可以看到EncoderLayer没有自己独立的可训练参数，所有的参数，都来自其他地方：

其一，一个MultiHeadAttention对象，里面有4个Linear network；参数个数是：4*(512*512+512)=1,050,624

其二，一个PositionwiseFeedForward对象，里面有2个Linear network；参数个数是：2,099,712。

其三，两个SublayerConnection对象，每个对象使用一个LayerNorm对象，LayerNorm里面有两个可训练参数向量a_2和b_2。则，可训练参数个数是：

2 * (512 + 512) = 2048。

综合上面三个部分：一共有: 1,050,624 + 2,099,712 + 2048 = 3,152,384个参数。（一个EncoderLayer)

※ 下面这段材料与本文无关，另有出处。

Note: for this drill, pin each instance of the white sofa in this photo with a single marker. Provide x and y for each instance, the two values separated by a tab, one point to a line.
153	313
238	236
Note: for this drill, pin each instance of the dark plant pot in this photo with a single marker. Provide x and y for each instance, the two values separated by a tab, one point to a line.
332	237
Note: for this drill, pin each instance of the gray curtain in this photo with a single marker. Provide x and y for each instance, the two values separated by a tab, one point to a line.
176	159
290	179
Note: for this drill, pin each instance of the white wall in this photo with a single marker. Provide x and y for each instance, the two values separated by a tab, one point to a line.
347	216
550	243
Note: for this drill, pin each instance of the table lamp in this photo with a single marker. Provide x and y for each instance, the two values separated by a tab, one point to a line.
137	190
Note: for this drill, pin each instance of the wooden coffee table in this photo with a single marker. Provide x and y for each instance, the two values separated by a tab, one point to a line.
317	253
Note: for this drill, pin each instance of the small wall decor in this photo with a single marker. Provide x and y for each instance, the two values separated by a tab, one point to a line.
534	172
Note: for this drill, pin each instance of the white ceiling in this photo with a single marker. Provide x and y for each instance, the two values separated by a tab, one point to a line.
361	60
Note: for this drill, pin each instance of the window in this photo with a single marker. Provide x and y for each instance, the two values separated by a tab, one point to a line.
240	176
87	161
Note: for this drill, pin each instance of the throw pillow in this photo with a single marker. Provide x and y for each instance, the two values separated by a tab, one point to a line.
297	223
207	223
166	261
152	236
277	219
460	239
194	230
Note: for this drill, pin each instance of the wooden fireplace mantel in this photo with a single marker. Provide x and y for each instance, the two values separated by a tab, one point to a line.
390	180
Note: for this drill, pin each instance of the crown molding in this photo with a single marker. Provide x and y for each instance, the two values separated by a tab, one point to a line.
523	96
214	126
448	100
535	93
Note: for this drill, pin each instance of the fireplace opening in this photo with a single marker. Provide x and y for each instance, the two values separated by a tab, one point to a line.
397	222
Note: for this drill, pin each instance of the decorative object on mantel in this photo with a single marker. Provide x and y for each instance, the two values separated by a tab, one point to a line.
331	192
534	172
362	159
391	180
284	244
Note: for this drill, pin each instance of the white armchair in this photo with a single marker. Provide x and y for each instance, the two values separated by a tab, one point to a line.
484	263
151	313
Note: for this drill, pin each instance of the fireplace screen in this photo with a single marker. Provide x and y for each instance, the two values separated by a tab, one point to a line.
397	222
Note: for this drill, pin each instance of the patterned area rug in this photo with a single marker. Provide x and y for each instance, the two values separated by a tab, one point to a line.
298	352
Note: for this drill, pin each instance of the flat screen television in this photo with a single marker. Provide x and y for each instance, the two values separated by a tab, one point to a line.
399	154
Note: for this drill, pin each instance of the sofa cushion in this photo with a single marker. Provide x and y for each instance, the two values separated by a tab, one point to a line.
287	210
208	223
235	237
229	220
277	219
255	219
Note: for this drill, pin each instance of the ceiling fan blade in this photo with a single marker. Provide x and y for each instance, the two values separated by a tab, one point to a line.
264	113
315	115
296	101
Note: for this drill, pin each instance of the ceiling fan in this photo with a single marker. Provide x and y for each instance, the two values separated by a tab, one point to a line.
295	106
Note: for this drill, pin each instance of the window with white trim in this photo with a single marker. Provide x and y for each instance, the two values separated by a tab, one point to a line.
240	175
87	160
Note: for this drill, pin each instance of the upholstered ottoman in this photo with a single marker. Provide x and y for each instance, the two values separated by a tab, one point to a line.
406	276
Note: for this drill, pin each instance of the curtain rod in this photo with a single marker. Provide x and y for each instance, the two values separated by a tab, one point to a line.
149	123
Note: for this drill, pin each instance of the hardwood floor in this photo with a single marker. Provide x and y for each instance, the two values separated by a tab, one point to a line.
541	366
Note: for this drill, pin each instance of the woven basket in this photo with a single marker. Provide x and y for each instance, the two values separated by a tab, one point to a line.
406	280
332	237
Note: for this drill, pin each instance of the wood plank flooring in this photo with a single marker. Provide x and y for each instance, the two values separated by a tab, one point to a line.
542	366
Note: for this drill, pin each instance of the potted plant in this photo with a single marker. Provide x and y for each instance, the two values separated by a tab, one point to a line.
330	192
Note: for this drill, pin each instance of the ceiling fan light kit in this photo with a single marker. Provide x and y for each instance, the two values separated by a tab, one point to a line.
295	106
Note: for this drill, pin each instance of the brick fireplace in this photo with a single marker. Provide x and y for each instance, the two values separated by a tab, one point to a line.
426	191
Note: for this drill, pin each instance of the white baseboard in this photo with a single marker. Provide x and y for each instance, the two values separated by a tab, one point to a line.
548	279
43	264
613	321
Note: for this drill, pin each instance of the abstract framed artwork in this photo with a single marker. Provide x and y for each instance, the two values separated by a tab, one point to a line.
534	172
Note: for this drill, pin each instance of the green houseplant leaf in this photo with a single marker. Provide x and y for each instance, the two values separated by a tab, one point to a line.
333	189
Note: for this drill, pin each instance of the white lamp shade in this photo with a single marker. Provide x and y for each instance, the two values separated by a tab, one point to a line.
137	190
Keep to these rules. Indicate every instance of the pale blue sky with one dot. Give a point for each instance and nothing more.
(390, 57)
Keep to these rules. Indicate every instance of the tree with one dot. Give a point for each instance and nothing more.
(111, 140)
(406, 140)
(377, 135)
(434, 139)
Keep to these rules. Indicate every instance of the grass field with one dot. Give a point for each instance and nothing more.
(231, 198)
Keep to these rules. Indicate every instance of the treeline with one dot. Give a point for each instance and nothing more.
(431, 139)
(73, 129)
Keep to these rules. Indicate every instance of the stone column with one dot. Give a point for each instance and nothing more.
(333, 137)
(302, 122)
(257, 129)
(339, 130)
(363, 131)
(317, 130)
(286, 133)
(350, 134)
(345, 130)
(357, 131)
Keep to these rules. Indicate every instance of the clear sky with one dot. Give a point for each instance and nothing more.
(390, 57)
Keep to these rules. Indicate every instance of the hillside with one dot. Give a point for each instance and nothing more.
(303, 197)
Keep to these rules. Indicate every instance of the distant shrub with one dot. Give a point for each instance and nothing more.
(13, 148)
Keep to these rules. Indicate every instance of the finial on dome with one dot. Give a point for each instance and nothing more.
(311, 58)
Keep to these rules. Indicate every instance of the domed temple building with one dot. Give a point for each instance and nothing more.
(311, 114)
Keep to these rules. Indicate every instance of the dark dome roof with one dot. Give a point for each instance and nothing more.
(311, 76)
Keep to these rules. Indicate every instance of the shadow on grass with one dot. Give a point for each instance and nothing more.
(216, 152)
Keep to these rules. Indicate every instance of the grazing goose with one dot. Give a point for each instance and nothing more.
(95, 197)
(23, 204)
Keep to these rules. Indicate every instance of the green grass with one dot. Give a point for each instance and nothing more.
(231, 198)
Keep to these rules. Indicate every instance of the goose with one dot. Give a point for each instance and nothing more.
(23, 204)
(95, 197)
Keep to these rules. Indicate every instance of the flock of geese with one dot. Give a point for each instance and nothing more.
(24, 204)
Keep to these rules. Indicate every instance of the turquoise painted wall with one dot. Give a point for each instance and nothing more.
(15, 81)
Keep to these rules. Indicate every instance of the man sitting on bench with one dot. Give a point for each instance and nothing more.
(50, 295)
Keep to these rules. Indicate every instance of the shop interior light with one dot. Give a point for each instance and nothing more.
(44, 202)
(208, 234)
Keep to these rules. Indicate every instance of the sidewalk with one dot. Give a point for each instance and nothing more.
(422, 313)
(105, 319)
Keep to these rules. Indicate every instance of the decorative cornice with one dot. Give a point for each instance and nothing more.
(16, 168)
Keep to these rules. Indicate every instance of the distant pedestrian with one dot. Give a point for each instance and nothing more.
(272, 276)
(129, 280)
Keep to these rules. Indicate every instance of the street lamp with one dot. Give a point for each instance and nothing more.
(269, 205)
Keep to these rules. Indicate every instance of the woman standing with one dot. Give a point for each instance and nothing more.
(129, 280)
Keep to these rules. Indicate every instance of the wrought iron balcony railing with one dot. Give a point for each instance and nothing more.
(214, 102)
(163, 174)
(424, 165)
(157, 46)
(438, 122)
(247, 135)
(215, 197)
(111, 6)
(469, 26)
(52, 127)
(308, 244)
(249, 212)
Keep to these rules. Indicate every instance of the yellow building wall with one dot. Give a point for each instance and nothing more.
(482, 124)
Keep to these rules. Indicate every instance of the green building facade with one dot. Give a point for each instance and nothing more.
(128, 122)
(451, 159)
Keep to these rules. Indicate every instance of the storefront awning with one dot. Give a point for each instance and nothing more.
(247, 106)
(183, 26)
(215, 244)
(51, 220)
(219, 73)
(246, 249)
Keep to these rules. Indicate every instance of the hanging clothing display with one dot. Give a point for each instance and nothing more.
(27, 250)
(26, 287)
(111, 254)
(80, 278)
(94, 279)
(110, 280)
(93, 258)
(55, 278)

另外稍微难理解的是这里使用了lambda来定义一个匿名函数，展开类似于：

def lambda1(self, x, mask):

  return self.self_attn(x, x, x, mask) 

然后把这个lambda1传递给self.sublayer[0]。

数数这里的可训练参数的个数：

6层EncoderLayers: 每一层是 3,152,384个参数；

LayerNorm里面有两个512维度的向量，有1024个参数；

则一共有：3,152,384*6 + 1,024 = 18,915,328个参数(Encoder类)。

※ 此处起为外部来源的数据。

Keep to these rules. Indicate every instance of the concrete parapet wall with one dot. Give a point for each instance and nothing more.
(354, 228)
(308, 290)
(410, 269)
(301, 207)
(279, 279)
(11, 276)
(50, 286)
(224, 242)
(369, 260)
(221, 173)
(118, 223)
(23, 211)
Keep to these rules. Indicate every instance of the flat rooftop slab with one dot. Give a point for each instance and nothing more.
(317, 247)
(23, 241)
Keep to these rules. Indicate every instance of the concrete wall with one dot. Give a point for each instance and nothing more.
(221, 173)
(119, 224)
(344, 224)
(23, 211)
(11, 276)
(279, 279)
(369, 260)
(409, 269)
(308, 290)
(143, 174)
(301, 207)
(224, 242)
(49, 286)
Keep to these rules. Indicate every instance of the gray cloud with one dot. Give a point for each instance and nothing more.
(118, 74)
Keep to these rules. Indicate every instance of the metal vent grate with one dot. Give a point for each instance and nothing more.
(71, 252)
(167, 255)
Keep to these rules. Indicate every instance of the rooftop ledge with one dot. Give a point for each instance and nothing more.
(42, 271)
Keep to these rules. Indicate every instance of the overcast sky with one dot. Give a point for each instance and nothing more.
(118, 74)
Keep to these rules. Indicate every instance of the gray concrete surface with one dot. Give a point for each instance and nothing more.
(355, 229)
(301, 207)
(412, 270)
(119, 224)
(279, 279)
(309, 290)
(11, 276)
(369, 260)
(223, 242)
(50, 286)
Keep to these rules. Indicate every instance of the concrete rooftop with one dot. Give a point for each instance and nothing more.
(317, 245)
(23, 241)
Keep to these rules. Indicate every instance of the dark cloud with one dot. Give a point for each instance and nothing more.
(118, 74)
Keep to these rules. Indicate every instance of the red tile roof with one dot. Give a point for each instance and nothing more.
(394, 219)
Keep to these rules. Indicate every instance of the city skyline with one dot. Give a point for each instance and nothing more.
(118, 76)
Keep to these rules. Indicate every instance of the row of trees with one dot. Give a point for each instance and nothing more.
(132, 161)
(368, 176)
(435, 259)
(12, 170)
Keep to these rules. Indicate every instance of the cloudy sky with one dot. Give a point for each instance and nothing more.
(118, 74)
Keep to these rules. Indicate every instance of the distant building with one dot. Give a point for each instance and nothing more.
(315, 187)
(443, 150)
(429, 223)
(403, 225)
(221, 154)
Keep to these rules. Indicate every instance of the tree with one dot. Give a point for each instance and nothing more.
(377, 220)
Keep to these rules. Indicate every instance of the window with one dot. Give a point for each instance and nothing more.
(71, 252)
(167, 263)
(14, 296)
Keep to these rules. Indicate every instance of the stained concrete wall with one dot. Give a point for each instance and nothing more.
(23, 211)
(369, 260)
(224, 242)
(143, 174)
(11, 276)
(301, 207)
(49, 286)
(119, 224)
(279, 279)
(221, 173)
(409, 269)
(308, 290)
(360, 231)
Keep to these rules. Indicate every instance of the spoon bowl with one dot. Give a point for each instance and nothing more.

再假设，源语言词表大小是30,000词，则embeddings部分有30,000 * 512 = 15,360,000个参数（词嵌入矩阵）。

这样的话，源语言的Embeddings+Encoder，一共有34,275,328个可训练参数。

### Decoder

The decoder is also composed of a stack of $N=6$ identical layers.


因为很多类都是重复使用的，我们看第一个不一样的类, 9.DecoderLayer

In [11]:
class Decoder(nn.Module):
    "Generic N layer decoder with masking."

    def __init__(self, layer, N):
        # layer = DecoderLayer object
        # N = 6
        super(Decoder, self).__init__()
        self.layers = clones(layer, N)
        # 深度copy六次DecoderLayer
        self.norm = LayerNorm(layer.size)
         # 初始化一个LayerNorm

    def forward(self, x, memory, src_mask, tgt_mask):
        for layer in self.layers:
            x = layer(x, memory, src_mask, tgt_mask)
            # 执行六次DecoderLayer
        return self.norm(x)
        # 执行一次LayerNorm


In addition to the two sub-layers in each encoder layer, the decoder
inserts a third sub-layer, which performs multi-head attention over
the output of the encoder stack.  Similar to the encoder, we employ
residual connections around each of the sub-layers, followed by
layer normalization.

除了每个编码器层中的两个子层外，解码器还插入第三个子层，该子层对编码器堆栈的输出执行多头注意。与编码器类似，我们在每个子层周围采用残余连接，然后进行层归一化。

Decoder类的可训练参数的个数是：

其一，六层DecoderLayer: 6*4,204,032；

其二，一个LayerNorm, 1,024个参数；

则一共有：6*4,204,032 + 1024 = 25,225,216个参数。


如果假设目标语言也是30,000的词表大小，则又增加30,000 * 512=15,360,000个参数，从而有：40,585,216个可训练参数。


In [12]:
class DecoderLayer(nn.Module):
    "Decoder is made of self-attn, src-attn, and feed forward (defined below)"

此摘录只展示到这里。